Let's compare both ANN output in the generalization phase (Fig. 4c) and the obtained filtered section (Fig. 4b), which is the desired ANN output, using the previous procedure in data preparation. Isolated horizons can be seen mostly in the upper part of the section (< 1200 ms), where filtering was effective: reduction of energetic areas (< 400 ms), attenuation of direct and refracted waves and ground roll at different levels.
4 Conclusion
In this work, the neural networks of Elman type were addressed to filter seismic data. The results show that networks could establish relationship between noisy and filtered traces, based on their ability of approximation and adaptation. The training of the network can be considered as a means to synthesize automatically a function (control mapping), generally a non-linear one, which plays a role of filter.
In our case, the learning ANN algorithm used a steepest descent technique that is based on straight downhill in the weight space till the first valley is reached. This makes the choice of an initial starting point in the multi-dimensional weight space critical. To overcome this limitation, the training process was repeated a number of times with different starting weights. The excellent results indicate that training of this network was done successfully, and the Elman network has the ability to obtain strict convergence for a complicated set of data in case of filtering of seismic data. Moreover, the method is able to reproduce features that were not included in its training set. In fact, based on the results of the ability of generalization, the application of the ANN technique in a same seismic exploration area produced reasonable signal-to-noise ratio on data sets that were not learned.

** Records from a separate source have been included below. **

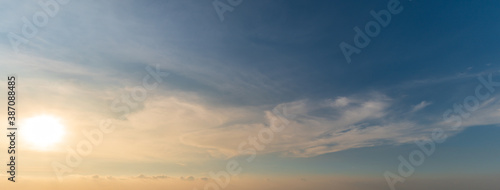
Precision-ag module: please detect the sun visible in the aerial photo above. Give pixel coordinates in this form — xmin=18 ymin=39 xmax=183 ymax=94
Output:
xmin=20 ymin=115 xmax=64 ymax=150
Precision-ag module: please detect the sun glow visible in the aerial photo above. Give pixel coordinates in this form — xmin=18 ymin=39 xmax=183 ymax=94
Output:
xmin=20 ymin=115 xmax=64 ymax=149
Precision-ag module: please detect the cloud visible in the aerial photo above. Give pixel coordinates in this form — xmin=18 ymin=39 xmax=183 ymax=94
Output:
xmin=411 ymin=101 xmax=432 ymax=112
xmin=181 ymin=176 xmax=194 ymax=181
xmin=182 ymin=94 xmax=500 ymax=158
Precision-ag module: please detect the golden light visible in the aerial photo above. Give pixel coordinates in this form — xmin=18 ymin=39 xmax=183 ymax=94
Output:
xmin=20 ymin=115 xmax=64 ymax=150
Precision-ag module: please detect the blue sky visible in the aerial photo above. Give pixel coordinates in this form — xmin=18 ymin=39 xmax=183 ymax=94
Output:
xmin=0 ymin=0 xmax=500 ymax=187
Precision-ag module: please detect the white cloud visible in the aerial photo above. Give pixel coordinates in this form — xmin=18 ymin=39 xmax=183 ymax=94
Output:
xmin=411 ymin=101 xmax=432 ymax=112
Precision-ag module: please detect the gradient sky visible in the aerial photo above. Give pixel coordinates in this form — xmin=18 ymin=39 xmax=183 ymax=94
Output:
xmin=0 ymin=0 xmax=500 ymax=190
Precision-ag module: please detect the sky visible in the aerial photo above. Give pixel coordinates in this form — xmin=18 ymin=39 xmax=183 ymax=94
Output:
xmin=0 ymin=0 xmax=500 ymax=190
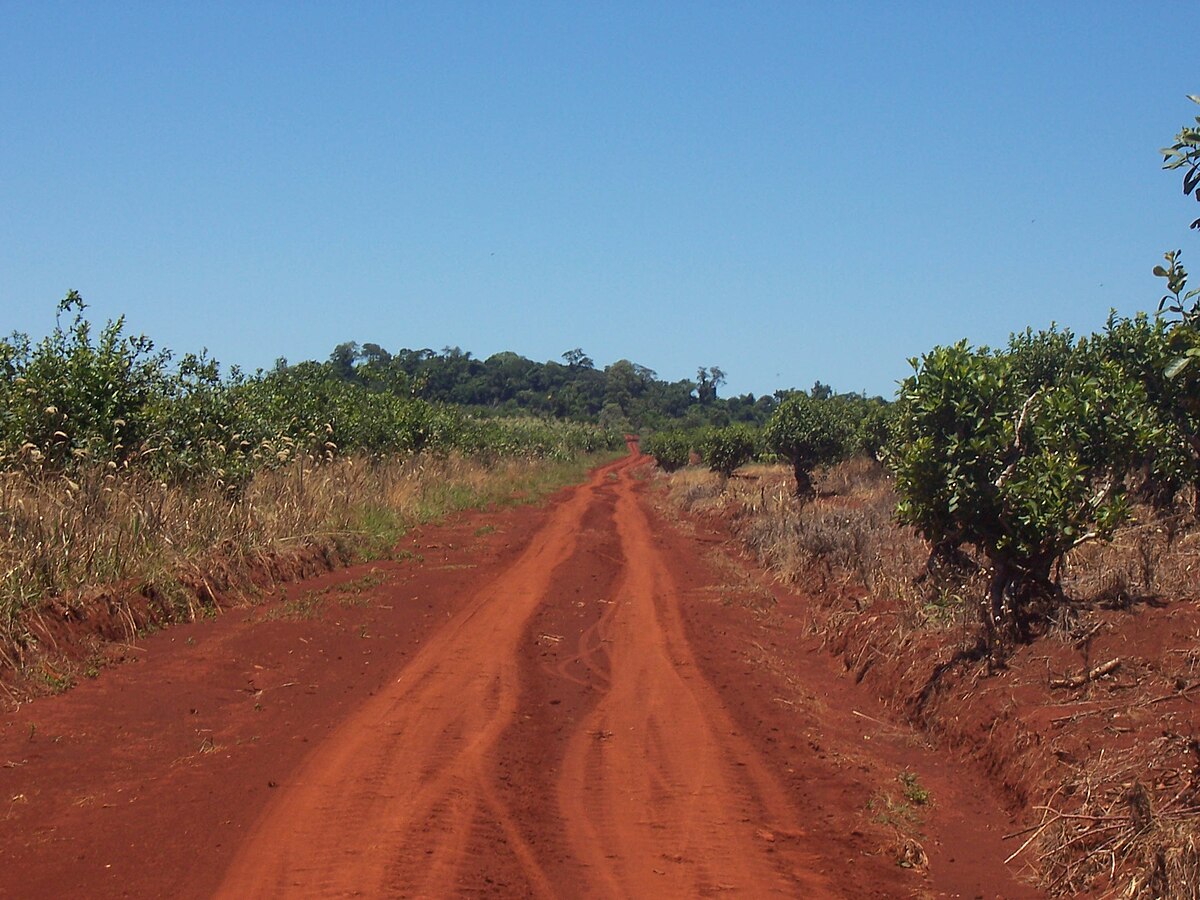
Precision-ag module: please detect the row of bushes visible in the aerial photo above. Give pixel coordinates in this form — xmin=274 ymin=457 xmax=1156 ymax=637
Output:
xmin=648 ymin=97 xmax=1200 ymax=654
xmin=0 ymin=292 xmax=622 ymax=488
xmin=643 ymin=391 xmax=893 ymax=487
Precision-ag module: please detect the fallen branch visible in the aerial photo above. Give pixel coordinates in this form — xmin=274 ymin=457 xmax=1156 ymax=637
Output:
xmin=1050 ymin=656 xmax=1121 ymax=688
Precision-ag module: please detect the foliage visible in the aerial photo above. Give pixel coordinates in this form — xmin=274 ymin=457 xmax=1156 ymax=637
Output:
xmin=889 ymin=332 xmax=1164 ymax=650
xmin=0 ymin=290 xmax=168 ymax=470
xmin=0 ymin=292 xmax=622 ymax=491
xmin=642 ymin=431 xmax=692 ymax=472
xmin=700 ymin=425 xmax=758 ymax=476
xmin=1162 ymin=94 xmax=1200 ymax=237
xmin=763 ymin=391 xmax=865 ymax=497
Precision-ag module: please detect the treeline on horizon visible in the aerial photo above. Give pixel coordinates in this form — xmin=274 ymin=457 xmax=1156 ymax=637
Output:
xmin=309 ymin=342 xmax=857 ymax=432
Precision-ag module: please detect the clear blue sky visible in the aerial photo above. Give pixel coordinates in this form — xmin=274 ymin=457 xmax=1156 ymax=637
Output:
xmin=0 ymin=0 xmax=1200 ymax=396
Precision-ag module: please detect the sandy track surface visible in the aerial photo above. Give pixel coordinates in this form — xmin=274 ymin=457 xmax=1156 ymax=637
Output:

Several tests were performed with synthetic data in the presence of two kinds of noise (random and Gaussian) with rates of 10% and 50%. The results show that the used ANN structure (i.e. Elman type) was able to recognize and reduce the noise. The same results were also obtained on real seismic data.
We think that feedback neural networks, with their ability to discover input–output relationships will increasingly be used in engineering applications, especially in petroleum engineering, usually associated with intrinsic complexity. The results obtained demonstrate that the neural network can detect several types of noise in data contaminated by multiple events classified as noise (e.g., direct and refracted waves, ground roll, random noise) and reduce them significantly.
The main advantage of using ANN for filtering seismic data is that once the ANN has been trained, it has the ability to quickly filter new data.
Acknowledgements
We thank both the two anonymous referees who suggested some remarks that have allowed us to improve the final version of the manuscript.